R:«E’ una grande responsabilità interpretare una persona realmente esistita. Mi è capitato due volte: una con il personaggio di Don Pino Puglisi e poi con il sindacalista Gioacchino Basile. Sono stati due momenti di lavoro molto appassionanti e gratificanti che rimarranno scolpiti nella mia memoria. Furono anche due grandi successi di ascolto».
D: Ugo, “A voce alta” del 2006 ti è valso il premio come miglior attore protagonista all’International Detective Film Festival di Mosca. Come hai vissuto quel momento?

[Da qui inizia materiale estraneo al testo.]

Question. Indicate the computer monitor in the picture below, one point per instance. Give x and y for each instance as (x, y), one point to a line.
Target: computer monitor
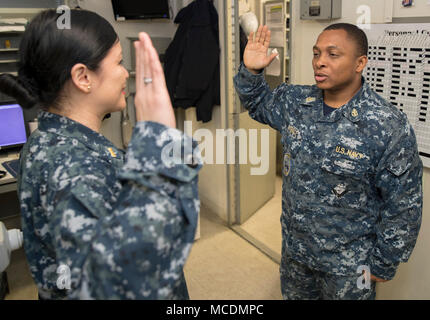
(12, 126)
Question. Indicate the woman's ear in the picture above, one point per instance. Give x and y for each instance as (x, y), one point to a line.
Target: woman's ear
(361, 63)
(81, 77)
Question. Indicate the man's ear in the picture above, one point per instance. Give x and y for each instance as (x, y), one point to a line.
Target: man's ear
(361, 63)
(81, 77)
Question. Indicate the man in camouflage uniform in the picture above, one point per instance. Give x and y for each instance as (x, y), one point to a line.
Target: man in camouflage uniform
(352, 185)
(118, 226)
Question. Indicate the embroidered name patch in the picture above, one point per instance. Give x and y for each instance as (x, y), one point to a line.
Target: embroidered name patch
(349, 152)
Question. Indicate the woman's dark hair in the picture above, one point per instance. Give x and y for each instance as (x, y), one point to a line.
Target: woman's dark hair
(47, 55)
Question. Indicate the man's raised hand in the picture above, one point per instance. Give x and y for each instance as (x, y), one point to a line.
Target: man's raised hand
(255, 55)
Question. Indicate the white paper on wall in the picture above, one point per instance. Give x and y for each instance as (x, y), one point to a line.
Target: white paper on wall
(399, 70)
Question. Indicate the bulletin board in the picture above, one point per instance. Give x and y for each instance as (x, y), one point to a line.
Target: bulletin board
(399, 70)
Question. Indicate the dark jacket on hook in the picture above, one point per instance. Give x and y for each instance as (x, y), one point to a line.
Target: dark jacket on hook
(191, 62)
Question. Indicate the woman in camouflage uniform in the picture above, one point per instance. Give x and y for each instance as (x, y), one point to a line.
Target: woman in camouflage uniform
(98, 222)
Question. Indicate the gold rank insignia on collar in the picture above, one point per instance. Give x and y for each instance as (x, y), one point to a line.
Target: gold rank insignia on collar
(112, 152)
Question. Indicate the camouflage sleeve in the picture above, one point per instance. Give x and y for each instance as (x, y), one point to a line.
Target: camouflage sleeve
(399, 182)
(263, 105)
(137, 247)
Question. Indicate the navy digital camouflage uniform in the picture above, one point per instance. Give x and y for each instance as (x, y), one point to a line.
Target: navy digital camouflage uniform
(122, 223)
(352, 186)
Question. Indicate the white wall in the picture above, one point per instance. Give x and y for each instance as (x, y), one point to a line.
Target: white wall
(412, 280)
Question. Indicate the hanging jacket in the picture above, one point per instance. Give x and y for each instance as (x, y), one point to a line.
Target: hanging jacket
(191, 62)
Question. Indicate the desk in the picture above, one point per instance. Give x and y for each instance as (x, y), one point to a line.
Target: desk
(8, 182)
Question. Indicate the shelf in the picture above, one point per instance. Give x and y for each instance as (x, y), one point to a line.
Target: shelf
(9, 50)
(12, 73)
(8, 61)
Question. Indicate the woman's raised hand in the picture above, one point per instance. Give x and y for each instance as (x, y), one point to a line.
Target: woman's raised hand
(255, 55)
(152, 99)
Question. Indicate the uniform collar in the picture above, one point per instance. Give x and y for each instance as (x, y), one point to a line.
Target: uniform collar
(352, 110)
(63, 126)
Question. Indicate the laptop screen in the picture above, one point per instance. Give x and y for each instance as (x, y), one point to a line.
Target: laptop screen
(12, 126)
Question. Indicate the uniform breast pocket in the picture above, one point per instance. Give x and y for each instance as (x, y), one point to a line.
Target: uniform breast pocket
(344, 182)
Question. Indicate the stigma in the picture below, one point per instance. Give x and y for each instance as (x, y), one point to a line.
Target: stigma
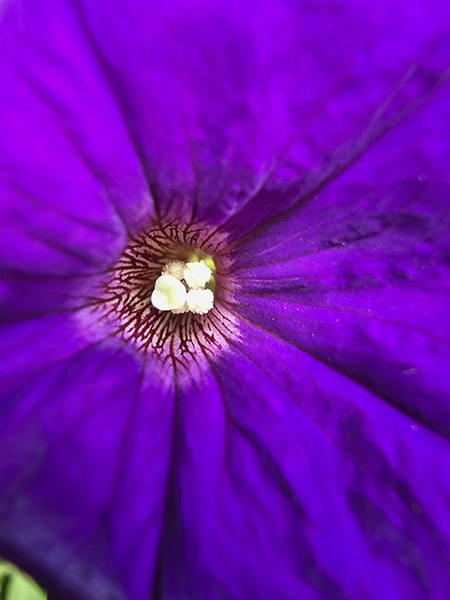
(184, 287)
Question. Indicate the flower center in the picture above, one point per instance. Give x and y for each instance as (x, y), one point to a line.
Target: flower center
(168, 295)
(185, 287)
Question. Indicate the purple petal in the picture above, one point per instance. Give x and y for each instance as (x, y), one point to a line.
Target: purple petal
(85, 445)
(359, 277)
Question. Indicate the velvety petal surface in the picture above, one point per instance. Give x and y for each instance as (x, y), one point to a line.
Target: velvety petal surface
(311, 461)
(85, 452)
(221, 103)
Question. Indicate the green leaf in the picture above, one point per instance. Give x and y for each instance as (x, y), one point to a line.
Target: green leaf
(15, 585)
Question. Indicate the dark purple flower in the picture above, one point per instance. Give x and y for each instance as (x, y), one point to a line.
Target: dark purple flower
(293, 442)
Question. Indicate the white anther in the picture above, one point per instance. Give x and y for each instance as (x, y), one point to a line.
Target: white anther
(196, 274)
(200, 301)
(175, 268)
(169, 293)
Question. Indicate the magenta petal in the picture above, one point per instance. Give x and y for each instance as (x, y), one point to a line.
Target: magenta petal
(225, 101)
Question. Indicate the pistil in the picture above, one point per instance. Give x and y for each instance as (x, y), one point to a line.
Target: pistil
(182, 287)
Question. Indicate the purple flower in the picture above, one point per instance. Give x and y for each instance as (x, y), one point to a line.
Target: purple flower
(292, 442)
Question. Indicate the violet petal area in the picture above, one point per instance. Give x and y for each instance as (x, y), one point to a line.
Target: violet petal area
(225, 299)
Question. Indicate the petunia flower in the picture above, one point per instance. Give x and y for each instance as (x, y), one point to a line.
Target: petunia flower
(283, 433)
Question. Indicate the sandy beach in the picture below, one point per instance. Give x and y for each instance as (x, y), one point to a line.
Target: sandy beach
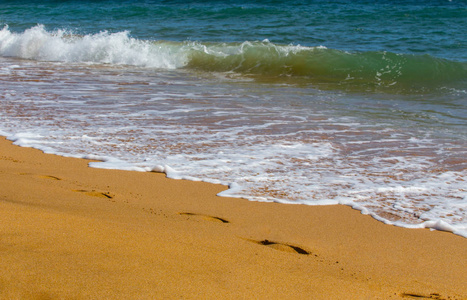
(68, 231)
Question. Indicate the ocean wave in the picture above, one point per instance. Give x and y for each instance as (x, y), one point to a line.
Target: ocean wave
(261, 60)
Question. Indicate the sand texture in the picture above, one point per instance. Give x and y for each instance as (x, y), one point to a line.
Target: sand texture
(68, 231)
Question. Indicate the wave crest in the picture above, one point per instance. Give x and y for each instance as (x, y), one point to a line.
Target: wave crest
(260, 60)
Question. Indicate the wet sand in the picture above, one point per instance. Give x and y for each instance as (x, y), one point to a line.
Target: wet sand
(70, 231)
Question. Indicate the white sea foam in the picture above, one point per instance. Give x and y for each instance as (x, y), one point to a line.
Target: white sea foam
(266, 142)
(110, 48)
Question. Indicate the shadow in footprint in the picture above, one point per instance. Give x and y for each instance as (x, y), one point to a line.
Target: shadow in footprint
(282, 246)
(205, 217)
(420, 296)
(50, 177)
(95, 194)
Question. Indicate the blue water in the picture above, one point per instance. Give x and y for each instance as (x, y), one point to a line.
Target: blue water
(318, 102)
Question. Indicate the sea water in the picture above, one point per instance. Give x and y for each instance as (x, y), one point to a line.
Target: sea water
(362, 103)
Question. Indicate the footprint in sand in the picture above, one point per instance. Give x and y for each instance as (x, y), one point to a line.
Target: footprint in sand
(282, 246)
(421, 296)
(205, 217)
(41, 176)
(96, 193)
(49, 177)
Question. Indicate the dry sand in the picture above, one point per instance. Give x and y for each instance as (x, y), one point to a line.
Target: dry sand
(70, 231)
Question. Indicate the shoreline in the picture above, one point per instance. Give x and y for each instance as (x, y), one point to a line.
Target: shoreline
(71, 231)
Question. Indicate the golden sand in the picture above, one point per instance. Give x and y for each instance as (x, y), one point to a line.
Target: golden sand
(70, 231)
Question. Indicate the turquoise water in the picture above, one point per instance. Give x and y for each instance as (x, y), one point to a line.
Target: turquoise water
(316, 102)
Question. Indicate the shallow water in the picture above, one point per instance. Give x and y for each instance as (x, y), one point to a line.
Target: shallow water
(349, 120)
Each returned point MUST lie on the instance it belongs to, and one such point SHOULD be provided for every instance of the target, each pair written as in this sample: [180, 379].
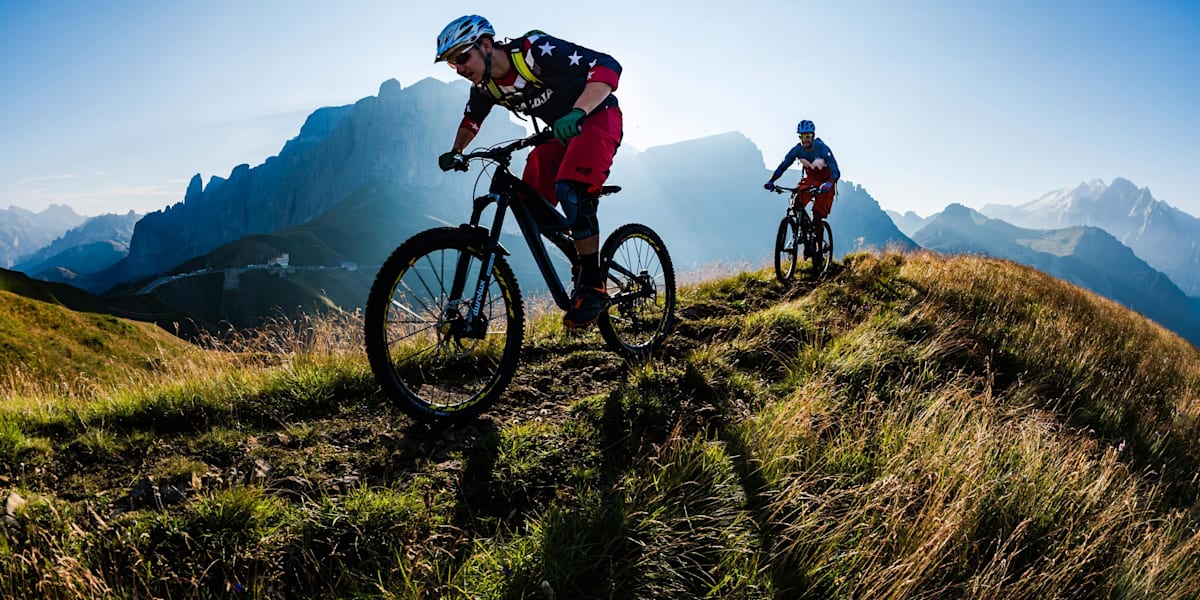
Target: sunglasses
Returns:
[461, 59]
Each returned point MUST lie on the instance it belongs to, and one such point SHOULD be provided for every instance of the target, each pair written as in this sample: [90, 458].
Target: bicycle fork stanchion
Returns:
[477, 325]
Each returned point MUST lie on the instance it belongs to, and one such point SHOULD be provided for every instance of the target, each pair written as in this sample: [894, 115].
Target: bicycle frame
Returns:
[509, 192]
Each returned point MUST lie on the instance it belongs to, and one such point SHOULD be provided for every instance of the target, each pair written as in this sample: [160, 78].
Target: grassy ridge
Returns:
[916, 427]
[48, 347]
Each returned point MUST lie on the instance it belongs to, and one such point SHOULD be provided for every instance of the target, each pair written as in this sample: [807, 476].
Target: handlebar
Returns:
[504, 151]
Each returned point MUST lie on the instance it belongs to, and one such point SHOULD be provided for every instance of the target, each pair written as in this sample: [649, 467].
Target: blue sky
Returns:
[113, 106]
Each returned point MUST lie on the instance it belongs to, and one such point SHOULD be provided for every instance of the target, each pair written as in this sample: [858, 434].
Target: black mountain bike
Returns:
[796, 234]
[445, 319]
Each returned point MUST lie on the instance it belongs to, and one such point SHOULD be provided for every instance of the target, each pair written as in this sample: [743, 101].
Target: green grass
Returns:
[916, 426]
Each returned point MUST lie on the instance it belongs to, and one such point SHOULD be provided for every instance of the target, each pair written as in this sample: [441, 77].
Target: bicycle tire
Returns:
[785, 249]
[822, 259]
[642, 312]
[429, 370]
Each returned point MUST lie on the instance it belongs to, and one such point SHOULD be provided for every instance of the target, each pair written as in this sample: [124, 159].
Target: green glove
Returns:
[568, 126]
[447, 160]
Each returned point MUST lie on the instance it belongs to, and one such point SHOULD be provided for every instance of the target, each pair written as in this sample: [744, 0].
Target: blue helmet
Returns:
[462, 31]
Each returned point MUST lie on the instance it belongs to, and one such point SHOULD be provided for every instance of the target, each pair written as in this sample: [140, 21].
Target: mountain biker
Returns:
[559, 83]
[820, 171]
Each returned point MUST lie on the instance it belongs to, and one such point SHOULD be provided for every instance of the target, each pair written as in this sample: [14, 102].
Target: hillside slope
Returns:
[916, 426]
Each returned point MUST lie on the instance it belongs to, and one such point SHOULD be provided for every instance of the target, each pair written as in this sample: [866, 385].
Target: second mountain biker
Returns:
[820, 169]
[559, 83]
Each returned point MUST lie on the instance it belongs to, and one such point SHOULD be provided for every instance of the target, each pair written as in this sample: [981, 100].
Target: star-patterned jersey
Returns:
[561, 69]
[820, 150]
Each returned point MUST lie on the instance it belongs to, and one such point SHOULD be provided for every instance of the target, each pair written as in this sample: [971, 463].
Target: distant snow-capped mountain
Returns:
[1086, 256]
[24, 232]
[1164, 237]
[93, 246]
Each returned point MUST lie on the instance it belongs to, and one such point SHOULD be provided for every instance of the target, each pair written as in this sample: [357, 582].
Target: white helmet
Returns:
[462, 31]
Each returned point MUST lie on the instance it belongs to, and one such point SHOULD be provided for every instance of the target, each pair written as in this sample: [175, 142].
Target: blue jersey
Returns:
[820, 150]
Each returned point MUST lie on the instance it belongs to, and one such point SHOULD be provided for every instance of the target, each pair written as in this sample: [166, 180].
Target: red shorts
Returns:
[823, 203]
[587, 157]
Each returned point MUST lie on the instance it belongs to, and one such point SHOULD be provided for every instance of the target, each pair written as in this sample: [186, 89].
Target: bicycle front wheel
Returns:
[823, 255]
[785, 249]
[640, 279]
[426, 351]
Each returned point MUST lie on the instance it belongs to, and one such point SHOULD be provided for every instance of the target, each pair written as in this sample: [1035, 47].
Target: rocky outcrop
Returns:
[394, 136]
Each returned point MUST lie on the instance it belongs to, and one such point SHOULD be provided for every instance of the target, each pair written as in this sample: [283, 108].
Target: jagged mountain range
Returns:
[93, 246]
[1086, 256]
[1162, 235]
[23, 232]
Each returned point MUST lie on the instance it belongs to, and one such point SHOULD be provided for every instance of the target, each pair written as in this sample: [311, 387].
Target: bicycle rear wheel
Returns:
[785, 249]
[423, 348]
[640, 279]
[823, 255]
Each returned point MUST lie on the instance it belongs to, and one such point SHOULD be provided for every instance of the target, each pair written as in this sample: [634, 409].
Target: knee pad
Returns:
[579, 207]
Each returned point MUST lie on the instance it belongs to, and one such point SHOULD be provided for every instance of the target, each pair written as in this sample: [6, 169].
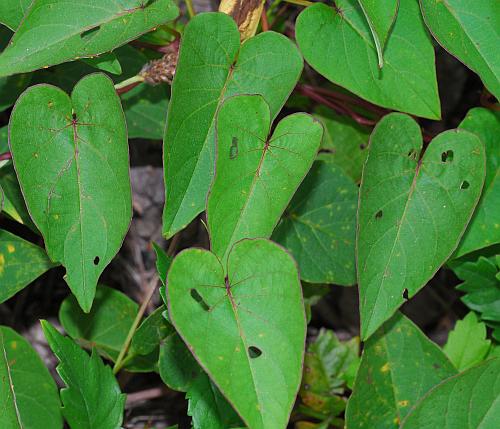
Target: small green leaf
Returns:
[79, 29]
[380, 16]
[470, 34]
[247, 329]
[106, 326]
[92, 398]
[74, 175]
[466, 401]
[212, 67]
[21, 262]
[257, 174]
[28, 394]
[467, 345]
[399, 366]
[484, 227]
[338, 44]
[412, 211]
[319, 226]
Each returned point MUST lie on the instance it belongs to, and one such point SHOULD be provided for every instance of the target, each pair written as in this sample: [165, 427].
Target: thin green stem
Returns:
[149, 294]
[190, 8]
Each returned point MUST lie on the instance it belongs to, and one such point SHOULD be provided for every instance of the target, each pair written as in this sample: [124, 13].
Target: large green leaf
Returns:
[398, 367]
[21, 262]
[257, 174]
[467, 344]
[380, 16]
[412, 211]
[470, 33]
[92, 398]
[484, 227]
[211, 68]
[28, 394]
[246, 329]
[72, 165]
[319, 226]
[338, 44]
[470, 400]
[56, 31]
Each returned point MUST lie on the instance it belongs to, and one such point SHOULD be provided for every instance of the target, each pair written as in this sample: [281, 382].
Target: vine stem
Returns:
[126, 345]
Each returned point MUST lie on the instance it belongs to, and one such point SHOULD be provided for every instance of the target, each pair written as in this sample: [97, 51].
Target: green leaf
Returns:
[380, 16]
[412, 212]
[471, 35]
[246, 329]
[28, 394]
[21, 262]
[257, 174]
[106, 326]
[466, 401]
[325, 364]
[484, 227]
[399, 365]
[467, 345]
[92, 396]
[319, 226]
[212, 67]
[79, 29]
[346, 140]
[340, 47]
[481, 286]
[74, 175]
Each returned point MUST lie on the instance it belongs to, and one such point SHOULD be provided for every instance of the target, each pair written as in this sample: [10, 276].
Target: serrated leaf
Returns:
[399, 366]
[338, 44]
[212, 66]
[380, 16]
[92, 398]
[256, 173]
[80, 28]
[246, 329]
[467, 345]
[319, 226]
[74, 174]
[106, 326]
[21, 262]
[469, 400]
[484, 227]
[345, 140]
[28, 394]
[470, 34]
[412, 212]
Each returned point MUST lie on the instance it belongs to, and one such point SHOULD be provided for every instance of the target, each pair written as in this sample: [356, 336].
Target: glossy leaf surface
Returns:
[74, 175]
[247, 331]
[256, 174]
[412, 213]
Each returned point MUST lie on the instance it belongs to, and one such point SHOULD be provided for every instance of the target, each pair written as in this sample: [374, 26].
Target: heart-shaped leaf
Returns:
[246, 329]
[79, 28]
[338, 44]
[15, 253]
[256, 173]
[319, 226]
[412, 211]
[380, 15]
[28, 393]
[73, 170]
[469, 32]
[469, 400]
[212, 67]
[399, 366]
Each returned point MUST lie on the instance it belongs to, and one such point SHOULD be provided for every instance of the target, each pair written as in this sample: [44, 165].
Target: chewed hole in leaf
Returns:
[254, 352]
[447, 156]
[199, 299]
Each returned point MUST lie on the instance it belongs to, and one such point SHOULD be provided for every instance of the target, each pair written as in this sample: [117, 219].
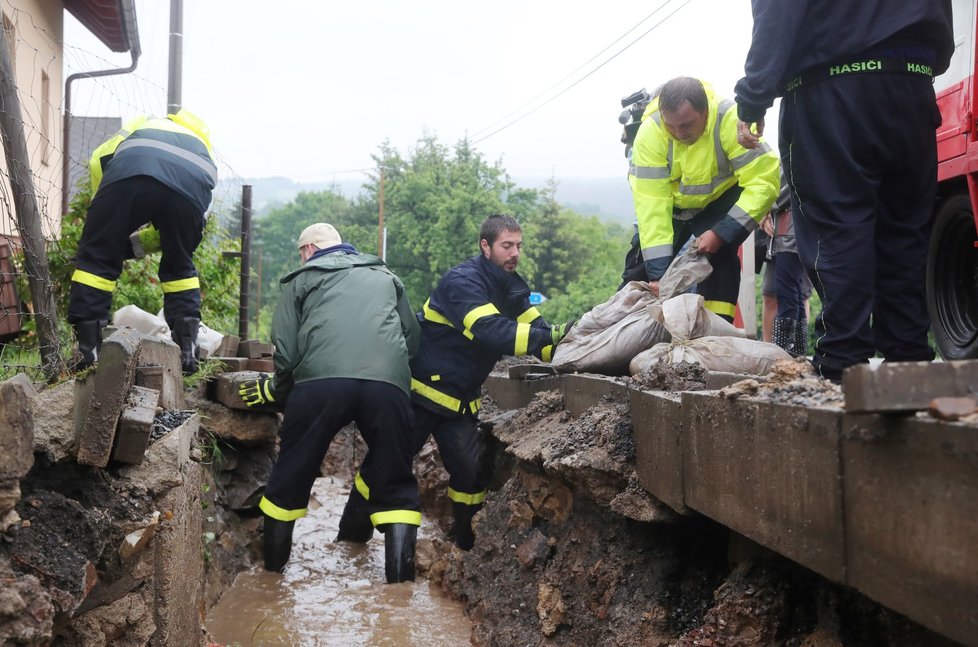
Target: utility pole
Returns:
[380, 220]
[174, 86]
[28, 217]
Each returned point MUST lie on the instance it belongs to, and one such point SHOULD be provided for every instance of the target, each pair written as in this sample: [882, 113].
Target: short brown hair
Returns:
[680, 90]
[496, 224]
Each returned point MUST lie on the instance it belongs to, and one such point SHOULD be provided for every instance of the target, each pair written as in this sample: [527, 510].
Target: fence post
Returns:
[28, 217]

R:«E’ il primo premio che ho preso nella mia carriera e fu di buon auspicio. Non resta che chiudere la lunga lista di premi con un oscar e infine un nobel. Sento che se mi impegno sul positrone potrei prendere il nobel per la fisica».
D: Ugo, nota è la tua presenza nella fiction “Un medico in famiglia". Quali i motivi del tuo ritorno dopo all’incirca dieci anni? Vi sarà la tua presenza nelle prossime riprese?
R:«I motivi sono diversi. Da una parte il rapporto professionale e umano con Giulio Scarpati che mi propose di rientrare insieme a lui nella serie, dall’altra le rate del mutuo che mi consentono di avere una casa a Roma che mi permette di lavorare a Roma per guadagnare i soldi per pagarmi la casa di Roma che mi consente di lavorare a Roma…c’è qualcosa che mi sfugge da tempo nella mia vita».
D: Da “RIS, delitti imperfetti” a “Un medico in famiglia”, nel mezzo tanti fiction nel corso di questi anni. A quale personaggio sei maggiormente legato?
R:«Il maresciallo De Biase e Giulio Pittaluga sono ormai due alter ego. Con uno faccio l’eroe e il cittadino irreprensibile, con l’altro posso fare il cazzone e cialtroneggiare a piacimento. Direi che non mi faccio mancare nulla».
D: Cosa manca alla carriera di Ugo Dighero? A quale progetto ti piacerebbe prendere parte in futuro?
R:«La risposta ad entrambe le domande è: un bel personaggio in un progetto cinematografico. Saluti a tutti».